1398, Wandelmond, Guldenach

 
„Schaffst du es immer?“
 
„Meistens.“
 
„Wer hat’s dir beigebracht?“
 
„Willst du nicht wissen.“
 
„Machst du es oft?“
 
„Nicht zu oft. Es ist gefährlich. Wenn ich geprügelt werde.“
 
„Wirst du oft geprügelt?“
 
„Ein paar Mal im Jahr. Es ist die Arbeit. Sie hassen uns.“
 
„Wieso hast du keine andere? Warum beim Abyss bist du Steuereintreiber geworden? Das war ja wohl die dümmste Idee der Welt. Dabei hattest du schon so viele dumme.“
 
„Ich kann nichts Gescheites.“
 
„Beschreib es mir.“
 
„Ich tue es nur, wenn es nicht mehr anders geht.“
 
„Es klingt wie Zauber. Bring es mir bei.“
 
„Ist es nicht. Es ist nur Übungssache. Du musst rückwärts zählen. Dein Körper und dein Geist sind mit zehn Bändern verbunden. Mit jeder Zahl löst der Geist sich mehr. Mit jeder Zahl ein bisschen weiter. Du musst nur loslassen lernen. Beginn bei 10. Ich sag dir, wie es geht. Zähl in Zweierschritten.“
 
„Zehn.“
 
„Du steckst in deinem Körper fest. Weiter.“
 
„Acht.“
 
„Dein Körper und dein Geist sind zwei verschiedene Dinge. Konzentrier dich darauf.“
 
„Sechs.“
 
„Du bist eine Handbreit von deinem Körper entfernt und schaust ihn an. Mit Abstand. Er ist zunehmend fremder und verschwommener.“
 
„Vier.“
 
„Du erhebst dich vom Boden. Das da bist du, aber dann doch nicht. Der Schmerz ist gar nicht deiner.“
 
„Zwei.“
 
„Dein Körper reagiert ohne dein Zutun. Lass ihn. Es ist gleich. Lass los.“
 
„Eins...“
 
„Du bist frei. Du schwebst weit über dir selbst. Du achtest nicht mehr darauf, was deinem Körper passiert. Erst wenn es sicher ist, kehrst du zurück.

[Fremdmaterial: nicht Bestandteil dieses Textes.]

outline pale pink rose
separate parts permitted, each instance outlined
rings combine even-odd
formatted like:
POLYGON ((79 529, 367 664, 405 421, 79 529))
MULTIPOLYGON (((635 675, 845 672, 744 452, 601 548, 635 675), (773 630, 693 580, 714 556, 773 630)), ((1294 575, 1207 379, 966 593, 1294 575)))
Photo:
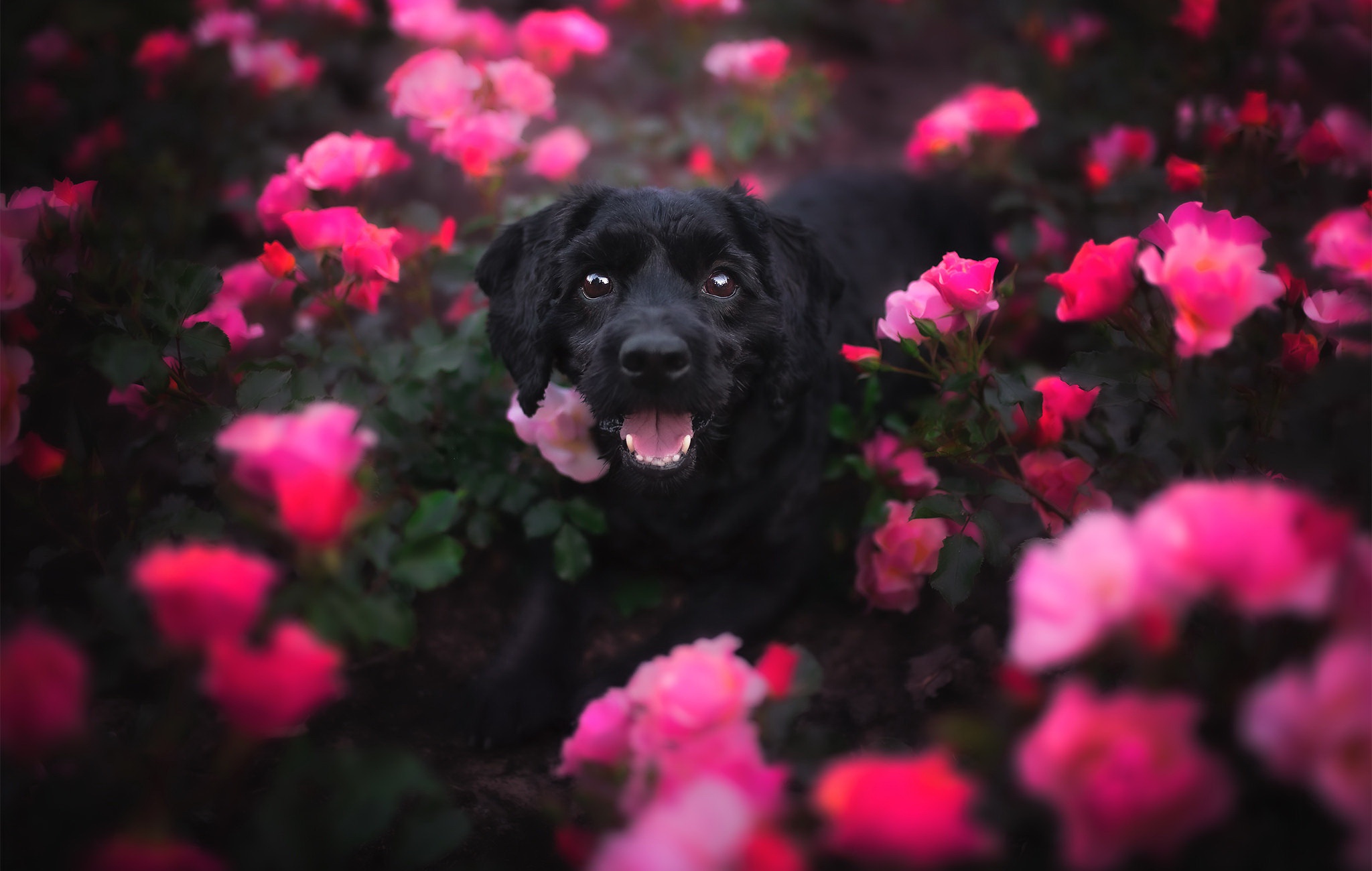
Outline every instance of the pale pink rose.
POLYGON ((915 344, 925 340, 915 320, 933 321, 941 333, 958 332, 967 325, 967 318, 944 299, 938 288, 923 278, 910 283, 903 291, 886 295, 886 317, 877 321, 877 333, 900 342, 910 339, 915 344))
POLYGON ((209 309, 181 322, 182 326, 192 324, 214 324, 229 337, 229 347, 235 351, 241 351, 244 344, 266 332, 261 324, 248 324, 239 303, 222 296, 215 296, 209 309))
POLYGON ((549 384, 534 417, 524 414, 519 396, 510 396, 505 420, 514 425, 514 433, 567 477, 593 481, 609 470, 600 450, 591 442, 595 418, 582 395, 571 387, 549 384))
POLYGON ((300 180, 311 191, 347 193, 358 182, 409 166, 410 156, 397 148, 394 140, 373 139, 365 133, 329 133, 305 150, 300 180))
POLYGON ((486 78, 491 82, 499 108, 530 117, 553 115, 553 81, 530 62, 519 58, 493 60, 486 64, 486 78))
POLYGON ((1015 767, 1025 790, 1056 809, 1069 868, 1109 868, 1140 852, 1165 859, 1228 815, 1233 790, 1195 739, 1199 713, 1180 694, 1058 686, 1015 767))
POLYGON ((914 510, 914 502, 886 502, 886 523, 858 545, 855 586, 874 608, 914 610, 944 539, 960 527, 943 517, 910 520, 914 510))
MULTIPOLYGON (((1301 310, 1314 328, 1338 343, 1336 354, 1372 354, 1372 344, 1357 335, 1360 325, 1372 321, 1372 298, 1361 291, 1316 291, 1305 298, 1301 310)), ((1364 333, 1367 326, 1361 326, 1364 333)))
POLYGON ((973 261, 949 251, 937 266, 925 270, 921 281, 934 285, 944 300, 958 311, 991 314, 1000 307, 996 295, 996 263, 988 256, 973 261))
POLYGON ((563 764, 557 774, 573 775, 586 763, 617 765, 628 757, 630 701, 615 687, 586 705, 576 731, 563 742, 563 764))
POLYGON ((1254 686, 1239 715, 1243 742, 1273 774, 1313 790, 1354 830, 1372 835, 1372 641, 1325 643, 1308 668, 1254 686))
POLYGON ((1029 671, 1073 661, 1139 613, 1146 584, 1144 556, 1117 512, 1030 545, 1010 582, 1010 661, 1029 671))
POLYGON ((1240 321, 1281 296, 1281 280, 1262 272, 1268 232, 1228 210, 1206 211, 1183 203, 1172 217, 1139 233, 1161 248, 1139 255, 1139 267, 1176 307, 1177 353, 1210 354, 1233 339, 1240 321))
POLYGON ((23 241, 0 236, 0 311, 29 305, 36 291, 23 265, 23 241))
POLYGON ((863 444, 862 457, 879 479, 899 487, 907 498, 923 498, 938 486, 938 473, 929 468, 925 455, 914 447, 903 447, 889 432, 877 431, 863 444))
POLYGON ((1062 451, 1039 450, 1019 458, 1025 484, 1034 494, 1033 510, 1039 513, 1050 535, 1058 535, 1066 520, 1102 508, 1110 508, 1110 495, 1087 481, 1095 473, 1085 460, 1067 458, 1062 451), (1041 501, 1040 501, 1041 498, 1041 501), (1051 510, 1050 506, 1058 509, 1051 510))
POLYGON ((446 128, 475 111, 482 73, 457 52, 431 48, 401 64, 386 82, 391 114, 416 118, 431 128, 446 128))
MULTIPOLYGON (((609 48, 609 30, 579 7, 534 10, 514 26, 519 53, 549 75, 561 75, 573 55, 602 55, 609 48)), ((538 112, 532 112, 538 114, 538 112)))
POLYGON ((1340 278, 1372 284, 1372 215, 1362 207, 1331 211, 1306 233, 1310 262, 1340 278))
POLYGON ((1183 481, 1140 509, 1135 531, 1158 583, 1179 601, 1218 590, 1254 617, 1323 616, 1351 520, 1272 481, 1183 481))
POLYGON ((705 52, 705 71, 722 82, 770 85, 786 74, 790 47, 781 40, 716 43, 705 52))
POLYGON ((563 181, 576 171, 590 151, 590 141, 576 128, 554 128, 530 144, 524 170, 549 181, 563 181))

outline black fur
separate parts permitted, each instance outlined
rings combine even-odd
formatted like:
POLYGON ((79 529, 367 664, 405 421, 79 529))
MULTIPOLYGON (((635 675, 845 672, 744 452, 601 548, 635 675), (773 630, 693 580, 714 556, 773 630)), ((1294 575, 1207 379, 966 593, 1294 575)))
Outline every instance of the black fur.
MULTIPOLYGON (((595 573, 671 572, 698 587, 659 638, 583 684, 580 701, 674 643, 723 631, 746 638, 775 620, 816 561, 829 407, 851 380, 840 343, 871 344, 886 294, 945 251, 986 247, 963 199, 885 173, 814 177, 772 204, 738 185, 586 187, 497 237, 476 280, 520 405, 535 411, 556 368, 601 421, 595 439, 612 469, 591 490, 611 528, 595 573), (730 299, 701 289, 718 270, 735 281, 730 299), (584 296, 591 272, 609 276, 613 292, 584 296), (620 351, 643 335, 685 343, 681 377, 630 377, 620 351), (691 414, 679 466, 630 458, 615 429, 645 409, 691 414)), ((486 738, 571 713, 586 597, 546 565, 534 573, 514 638, 479 686, 475 727, 486 738)))

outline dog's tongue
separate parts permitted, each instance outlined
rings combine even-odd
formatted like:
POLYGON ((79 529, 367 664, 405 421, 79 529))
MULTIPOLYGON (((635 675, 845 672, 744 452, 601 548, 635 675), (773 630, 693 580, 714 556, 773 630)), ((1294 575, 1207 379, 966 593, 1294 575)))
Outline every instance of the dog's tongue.
POLYGON ((690 414, 635 411, 624 416, 619 433, 632 439, 631 450, 642 457, 671 457, 691 433, 690 414))

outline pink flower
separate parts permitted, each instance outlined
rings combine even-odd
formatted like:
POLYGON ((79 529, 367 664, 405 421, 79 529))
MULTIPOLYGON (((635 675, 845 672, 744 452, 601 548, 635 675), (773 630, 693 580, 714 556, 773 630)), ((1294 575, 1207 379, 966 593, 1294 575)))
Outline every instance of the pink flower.
POLYGON ((1222 591, 1242 612, 1328 613, 1351 520, 1270 481, 1183 481, 1135 518, 1158 583, 1177 599, 1222 591))
POLYGON ((1372 215, 1358 207, 1331 211, 1310 228, 1310 262, 1343 278, 1372 284, 1372 215))
POLYGON ((342 665, 342 650, 303 623, 283 621, 262 649, 239 639, 211 642, 202 686, 235 727, 276 738, 343 694, 342 665))
POLYGON ((1098 246, 1093 239, 1072 258, 1067 272, 1055 272, 1045 284, 1062 291, 1059 321, 1098 321, 1124 307, 1133 294, 1133 256, 1139 240, 1132 236, 1098 246))
MULTIPOLYGON (((1367 294, 1316 291, 1301 303, 1301 310, 1320 333, 1338 343, 1338 354, 1372 354, 1372 344, 1356 335, 1360 325, 1372 321, 1372 299, 1367 294), (1354 335, 1346 335, 1349 332, 1354 335)), ((1361 332, 1367 333, 1367 326, 1361 332)))
POLYGON ((1139 613, 1147 580, 1129 520, 1115 512, 1030 545, 1010 582, 1010 661, 1039 672, 1087 653, 1139 613))
POLYGON ((1303 783, 1356 833, 1372 835, 1372 642, 1328 641, 1314 664, 1288 667, 1249 691, 1243 742, 1286 780, 1303 783))
POLYGON ((576 171, 590 150, 590 141, 576 128, 554 128, 530 144, 524 169, 549 181, 563 181, 576 171))
POLYGON ((1281 296, 1281 280, 1261 272, 1268 232, 1253 218, 1183 203, 1172 217, 1139 233, 1152 248, 1139 255, 1143 276, 1176 307, 1177 353, 1210 354, 1233 339, 1233 329, 1281 296))
POLYGON ((1209 38, 1218 18, 1220 0, 1180 0, 1172 23, 1196 40, 1209 38))
POLYGON ((229 339, 229 347, 235 351, 241 351, 244 344, 262 337, 266 332, 266 328, 261 324, 248 324, 239 303, 220 296, 215 296, 209 309, 199 314, 192 314, 181 325, 191 326, 192 324, 202 322, 214 324, 222 329, 224 335, 229 339))
POLYGON ((365 133, 329 133, 305 150, 300 158, 300 181, 311 191, 333 189, 347 193, 358 182, 407 169, 410 156, 390 139, 372 139, 365 133))
POLYGON ((1195 741, 1198 715, 1184 695, 1058 686, 1015 760, 1024 787, 1062 818, 1070 868, 1165 857, 1229 812, 1224 768, 1195 741))
POLYGON ((770 85, 786 74, 790 47, 777 38, 716 43, 705 52, 705 71, 720 82, 770 85))
POLYGON ((925 270, 921 281, 934 285, 944 300, 958 311, 989 314, 1000 307, 996 295, 996 263, 988 256, 971 261, 949 251, 937 266, 925 270))
MULTIPOLYGON (((536 14, 531 12, 531 15, 536 14)), ((491 82, 499 108, 508 108, 521 115, 552 117, 553 82, 527 60, 510 58, 509 60, 487 63, 486 78, 491 82)))
MULTIPOLYGON (((609 30, 579 7, 534 10, 514 26, 519 53, 549 75, 572 66, 572 55, 601 55, 609 48, 609 30)), ((530 112, 539 114, 539 112, 530 112)))
POLYGON ((262 612, 277 571, 262 557, 229 545, 158 545, 129 569, 148 597, 162 638, 199 647, 247 634, 262 612))
POLYGON ((0 311, 29 305, 36 291, 23 266, 23 241, 0 236, 0 311))
POLYGON ((1087 418, 1100 388, 1084 390, 1076 384, 1067 384, 1058 376, 1039 379, 1033 388, 1043 394, 1043 414, 1037 422, 1029 427, 1029 420, 1019 406, 1014 410, 1014 424, 1018 433, 1030 435, 1034 444, 1043 447, 1061 442, 1066 424, 1087 418))
POLYGON ((575 481, 584 484, 609 470, 591 442, 595 418, 575 388, 549 384, 534 417, 519 407, 517 395, 510 396, 505 420, 514 425, 521 442, 536 446, 543 460, 575 481))
POLYGON ((1111 505, 1109 494, 1087 484, 1095 469, 1085 460, 1067 460, 1061 451, 1040 450, 1021 457, 1019 470, 1034 494, 1033 509, 1050 535, 1058 535, 1066 527, 1062 514, 1076 518, 1084 512, 1111 505))
POLYGON ((956 332, 967 325, 963 313, 954 309, 938 288, 916 278, 906 289, 886 295, 886 317, 877 321, 877 333, 892 342, 910 339, 919 344, 925 335, 919 332, 916 320, 933 321, 941 333, 956 332))
POLYGON ((586 763, 617 765, 628 757, 630 701, 616 687, 586 705, 576 731, 563 742, 557 774, 578 774, 586 763))
POLYGON ((944 749, 829 763, 811 791, 829 850, 863 861, 933 867, 984 859, 996 838, 973 819, 978 786, 944 749))
POLYGON ((912 447, 901 447, 900 439, 889 432, 878 431, 863 444, 862 457, 879 479, 895 484, 911 499, 923 498, 938 486, 938 473, 929 468, 925 455, 912 447))
POLYGON ((958 532, 943 517, 910 520, 914 510, 912 502, 886 502, 886 523, 858 545, 856 587, 874 608, 914 610, 944 539, 958 532))
POLYGON ((86 663, 52 630, 29 621, 0 642, 0 748, 44 756, 85 727, 86 663))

Erst wenn sie fort sind.“
 
„Wie machst du weiter?“
 
„Versuch gar nicht, dich zu erinnern. Du betrittst ein Haus, das eine Sturmflut überstanden hat. Sei einfach froh, dass es noch steht. Es wird nicht besser, wenn du zu genau hinschaust. Dein Haus lässt sich nicht versetzen. Also leb damit.“
 
„Versteh nicht, wie du das kannst.“
 
„Es muss eben sein.“
 
„Für wen machst du das überhaupt?“
 
„Ach komm, Lix. Sparen wir uns das. Du lachst mich ja doch nur aus.“
 
„Probier’s mal.“
 
„Für die Ordnung.“
 
„Mithras... dir ist nicht zu helfen.“
 
„Schutz und Ehre, Lix. Schutz und Ehre.“
 
„Sag deiner Ehre, sie soll mir einen Schnaps zahlen.“
 
 
1405, Brachet, Löwenstein
 
Irgendwie kroch sie von dem einen verfallenen Haus in Richtung des anderen. Wie, das wusste sie selbst nicht so genau. Hauptsache weggekrochen.
 
Sei einfach froh, dass du noch stehst.
Sei einfach froh, dass du noch stehst.
Sei einfach froh, dass du noch stehst.
"Eh Lawin... Schau mal, wer kreucht denn da?" Ein lumpiger Viertelbewohner lehnte an der Mauer bei der "Armenvilla" und deutete mit seinen vernarbten Fingern in Richtung einer leidend wirkenden Person. Sein Blick war glasig und er schien Mühe zu haben überhaupt etwas zu erkennen."Sieht ja scheiße aus... ob da was zu holen ist?". Die Frage klang trotz des trägen Lallens seiner Zunge ekelhaft gierig und enthusiastisch.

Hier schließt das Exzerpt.